À Noël ou au Nouvel An, les huîtres sont incontournables. Entre les différentes variétés et appellations, notre expert écailler vous aide à faire le bon choix.
Les huîtres sont un incontournable des repas festifs en France, avec une consommation atteignant près de 5 kilos par habitant chaque année pendant la période des fêtes. Peu caloriques et riches en nutriments, elles se déclinent en de nombreuses variétés, rendant le choix parfois complexe. Foued Kaidouchi, écailler dans une poissonnerie parisienne, nous éclaire sur les subtilités à considérer lors de l'achat.
Appellation : fines ou spéciales ?
Avant de choisir, il faut se demander si l'on préfère une huître charnue ou claire. Les huîtres charnues, souvent appelées "spéciales", offrent plus de mâche, tandis que les "fines" sont plus légères, avec moins de chair. Ces termes viennent de la région de Marennes-Oléron, qui a établi des standards d'affinage. À utiliser crues, les fines sont délicieuses avec un peu de citron et de vinaigre, tandis que les spéciales se prêtent mieux à la cuisson.
Choisir entre creuses et plates
En France, deux variétés dominent : l'huître plate, ou belon, qui est ronde et tendre, et l'huître creuse, allongée et à chair blanche. La creuse représente 80 à 90 % des ventes grâce à sa croissance rapide et à sa capacité d'adaptation à divers environnements.

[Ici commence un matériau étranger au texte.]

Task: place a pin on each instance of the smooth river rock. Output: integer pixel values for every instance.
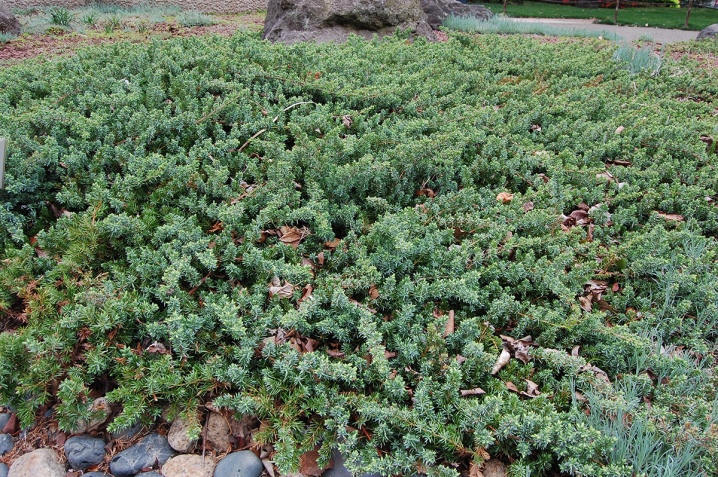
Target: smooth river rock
(189, 465)
(40, 462)
(239, 464)
(153, 449)
(177, 436)
(84, 451)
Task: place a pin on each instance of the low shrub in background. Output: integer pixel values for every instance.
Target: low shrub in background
(424, 254)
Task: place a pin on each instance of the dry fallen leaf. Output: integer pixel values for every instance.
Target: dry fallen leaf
(505, 197)
(449, 328)
(292, 235)
(475, 470)
(672, 217)
(502, 361)
(472, 392)
(284, 291)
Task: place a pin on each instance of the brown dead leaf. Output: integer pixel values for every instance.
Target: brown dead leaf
(671, 217)
(619, 162)
(531, 389)
(307, 294)
(292, 235)
(502, 361)
(475, 470)
(284, 291)
(332, 244)
(426, 192)
(449, 327)
(335, 353)
(308, 464)
(157, 348)
(505, 197)
(472, 392)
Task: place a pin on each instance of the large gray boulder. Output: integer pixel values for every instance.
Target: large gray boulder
(708, 32)
(438, 10)
(334, 20)
(8, 22)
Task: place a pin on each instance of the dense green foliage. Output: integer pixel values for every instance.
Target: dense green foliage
(148, 188)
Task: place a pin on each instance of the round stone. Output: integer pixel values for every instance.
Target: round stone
(189, 465)
(40, 462)
(152, 449)
(239, 464)
(177, 436)
(84, 451)
(6, 443)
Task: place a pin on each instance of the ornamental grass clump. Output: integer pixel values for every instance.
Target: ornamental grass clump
(424, 254)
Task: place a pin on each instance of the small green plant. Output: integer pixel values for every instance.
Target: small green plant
(112, 24)
(60, 16)
(502, 25)
(193, 18)
(90, 19)
(636, 60)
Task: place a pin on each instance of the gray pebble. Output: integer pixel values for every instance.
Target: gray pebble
(84, 451)
(239, 464)
(152, 449)
(6, 443)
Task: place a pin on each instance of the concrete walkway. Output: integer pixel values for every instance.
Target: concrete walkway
(658, 35)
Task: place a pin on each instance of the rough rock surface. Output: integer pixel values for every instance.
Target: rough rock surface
(84, 451)
(177, 436)
(152, 449)
(6, 443)
(339, 469)
(708, 32)
(239, 464)
(8, 22)
(40, 462)
(438, 10)
(100, 409)
(333, 21)
(189, 465)
(218, 432)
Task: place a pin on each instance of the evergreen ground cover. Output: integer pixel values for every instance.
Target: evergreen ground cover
(657, 17)
(424, 254)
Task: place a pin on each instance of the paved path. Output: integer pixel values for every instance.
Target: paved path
(659, 35)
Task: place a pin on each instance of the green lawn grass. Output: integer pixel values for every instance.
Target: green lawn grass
(661, 17)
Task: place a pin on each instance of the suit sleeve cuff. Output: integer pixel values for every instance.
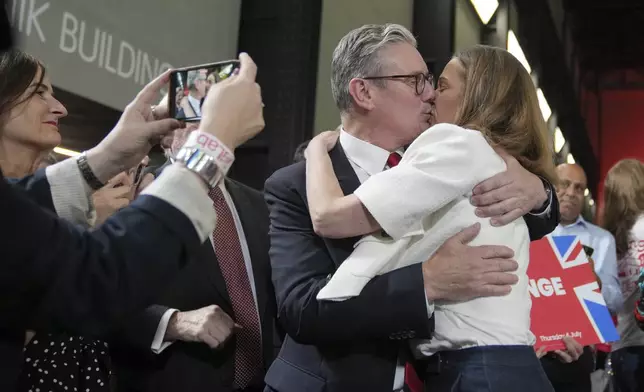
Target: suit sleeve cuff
(185, 191)
(430, 307)
(69, 192)
(158, 344)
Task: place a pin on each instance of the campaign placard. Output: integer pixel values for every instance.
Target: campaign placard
(566, 299)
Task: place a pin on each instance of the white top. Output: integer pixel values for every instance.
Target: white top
(421, 203)
(628, 271)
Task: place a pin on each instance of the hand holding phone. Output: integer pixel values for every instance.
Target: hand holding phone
(189, 87)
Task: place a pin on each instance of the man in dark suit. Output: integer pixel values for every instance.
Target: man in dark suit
(214, 326)
(362, 344)
(58, 276)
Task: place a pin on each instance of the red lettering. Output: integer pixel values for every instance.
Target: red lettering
(202, 140)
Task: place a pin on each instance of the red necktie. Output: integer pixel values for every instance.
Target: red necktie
(248, 349)
(413, 382)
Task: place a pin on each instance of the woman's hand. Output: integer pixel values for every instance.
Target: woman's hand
(573, 351)
(323, 142)
(138, 129)
(232, 110)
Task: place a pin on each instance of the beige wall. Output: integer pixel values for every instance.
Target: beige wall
(338, 18)
(467, 26)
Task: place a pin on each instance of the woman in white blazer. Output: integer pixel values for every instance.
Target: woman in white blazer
(486, 107)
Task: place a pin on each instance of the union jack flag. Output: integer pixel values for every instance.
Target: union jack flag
(577, 308)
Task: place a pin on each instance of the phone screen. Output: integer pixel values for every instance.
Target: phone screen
(189, 86)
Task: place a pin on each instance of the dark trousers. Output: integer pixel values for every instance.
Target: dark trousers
(628, 369)
(570, 377)
(485, 369)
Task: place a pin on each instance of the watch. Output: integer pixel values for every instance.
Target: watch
(201, 163)
(88, 173)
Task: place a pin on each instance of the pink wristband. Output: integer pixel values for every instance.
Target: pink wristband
(209, 144)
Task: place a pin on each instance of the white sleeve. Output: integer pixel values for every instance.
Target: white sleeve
(158, 344)
(69, 192)
(445, 162)
(185, 191)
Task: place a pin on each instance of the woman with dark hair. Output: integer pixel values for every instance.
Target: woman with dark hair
(29, 116)
(488, 111)
(624, 218)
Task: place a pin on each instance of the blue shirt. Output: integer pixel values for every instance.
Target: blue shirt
(605, 257)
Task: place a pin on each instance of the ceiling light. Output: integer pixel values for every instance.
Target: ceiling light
(543, 105)
(64, 151)
(559, 140)
(485, 9)
(515, 49)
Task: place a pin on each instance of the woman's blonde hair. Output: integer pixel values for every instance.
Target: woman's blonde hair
(500, 100)
(623, 200)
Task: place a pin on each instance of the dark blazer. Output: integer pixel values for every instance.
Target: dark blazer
(345, 346)
(58, 276)
(195, 366)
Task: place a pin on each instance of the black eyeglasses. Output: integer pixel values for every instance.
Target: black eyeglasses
(420, 80)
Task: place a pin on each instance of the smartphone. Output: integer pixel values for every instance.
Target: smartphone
(189, 86)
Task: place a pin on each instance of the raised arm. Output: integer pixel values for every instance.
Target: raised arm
(445, 162)
(333, 214)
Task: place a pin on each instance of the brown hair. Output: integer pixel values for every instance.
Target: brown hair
(623, 200)
(17, 70)
(500, 100)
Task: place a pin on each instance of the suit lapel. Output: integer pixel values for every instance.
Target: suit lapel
(349, 182)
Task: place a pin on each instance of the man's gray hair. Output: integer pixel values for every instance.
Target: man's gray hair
(357, 55)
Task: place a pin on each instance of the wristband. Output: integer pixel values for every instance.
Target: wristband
(210, 145)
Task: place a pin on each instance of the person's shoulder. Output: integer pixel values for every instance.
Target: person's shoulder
(243, 187)
(287, 177)
(449, 134)
(638, 228)
(600, 232)
(290, 174)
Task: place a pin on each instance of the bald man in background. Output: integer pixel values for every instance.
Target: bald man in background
(565, 375)
(570, 191)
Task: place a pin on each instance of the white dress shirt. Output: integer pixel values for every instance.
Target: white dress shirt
(629, 269)
(421, 203)
(604, 255)
(366, 160)
(158, 343)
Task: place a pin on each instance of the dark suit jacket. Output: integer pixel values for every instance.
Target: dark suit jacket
(58, 276)
(195, 366)
(351, 345)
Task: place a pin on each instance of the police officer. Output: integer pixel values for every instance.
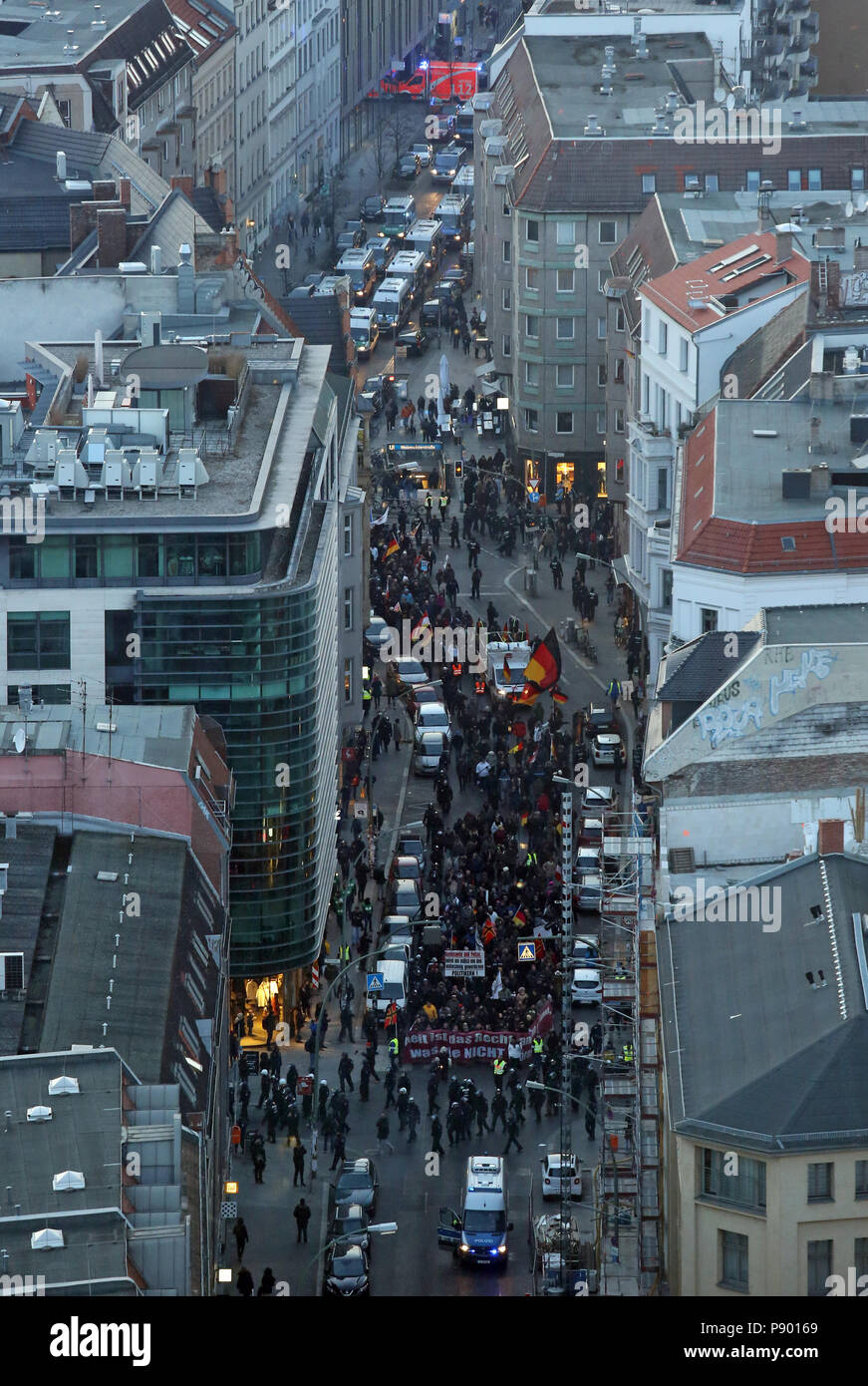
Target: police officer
(415, 1116)
(436, 1131)
(512, 1133)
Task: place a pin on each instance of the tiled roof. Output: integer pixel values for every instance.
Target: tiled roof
(707, 667)
(729, 269)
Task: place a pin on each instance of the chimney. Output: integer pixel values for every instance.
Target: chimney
(829, 836)
(783, 242)
(184, 181)
(111, 237)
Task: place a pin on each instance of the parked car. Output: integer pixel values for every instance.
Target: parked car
(351, 1222)
(427, 750)
(558, 1168)
(415, 340)
(607, 749)
(346, 1271)
(373, 206)
(598, 799)
(434, 717)
(358, 1183)
(587, 987)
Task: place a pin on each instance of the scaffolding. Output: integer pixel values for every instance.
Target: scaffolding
(630, 1204)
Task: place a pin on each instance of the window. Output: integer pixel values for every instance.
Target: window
(666, 606)
(818, 1267)
(38, 640)
(820, 1183)
(732, 1251)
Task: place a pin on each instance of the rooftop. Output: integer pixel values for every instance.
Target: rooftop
(763, 1055)
(746, 270)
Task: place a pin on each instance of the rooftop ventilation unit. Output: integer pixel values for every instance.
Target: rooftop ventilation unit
(68, 1180)
(64, 1084)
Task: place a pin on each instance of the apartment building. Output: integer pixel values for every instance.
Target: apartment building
(377, 38)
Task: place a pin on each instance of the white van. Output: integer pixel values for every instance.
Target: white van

Taille des huîtres : petite ou grande ?
La taille des huîtres est marquée par des numéros, de 00 à 5, avec une taille inversement proportionnelle à leur numéro. Une n°0 est beaucoup plus grosse qu'une n°5. Pour les apéritifs, les petites huîtres (n°5) sont idéales, tandis que pour un plat principal, des tailles plus grandes comme n°0 ou 1 sont recommandées. La taille n'affecte pas toujours la qualité gustative, mais elle influence le choix en fonction de l'occasion.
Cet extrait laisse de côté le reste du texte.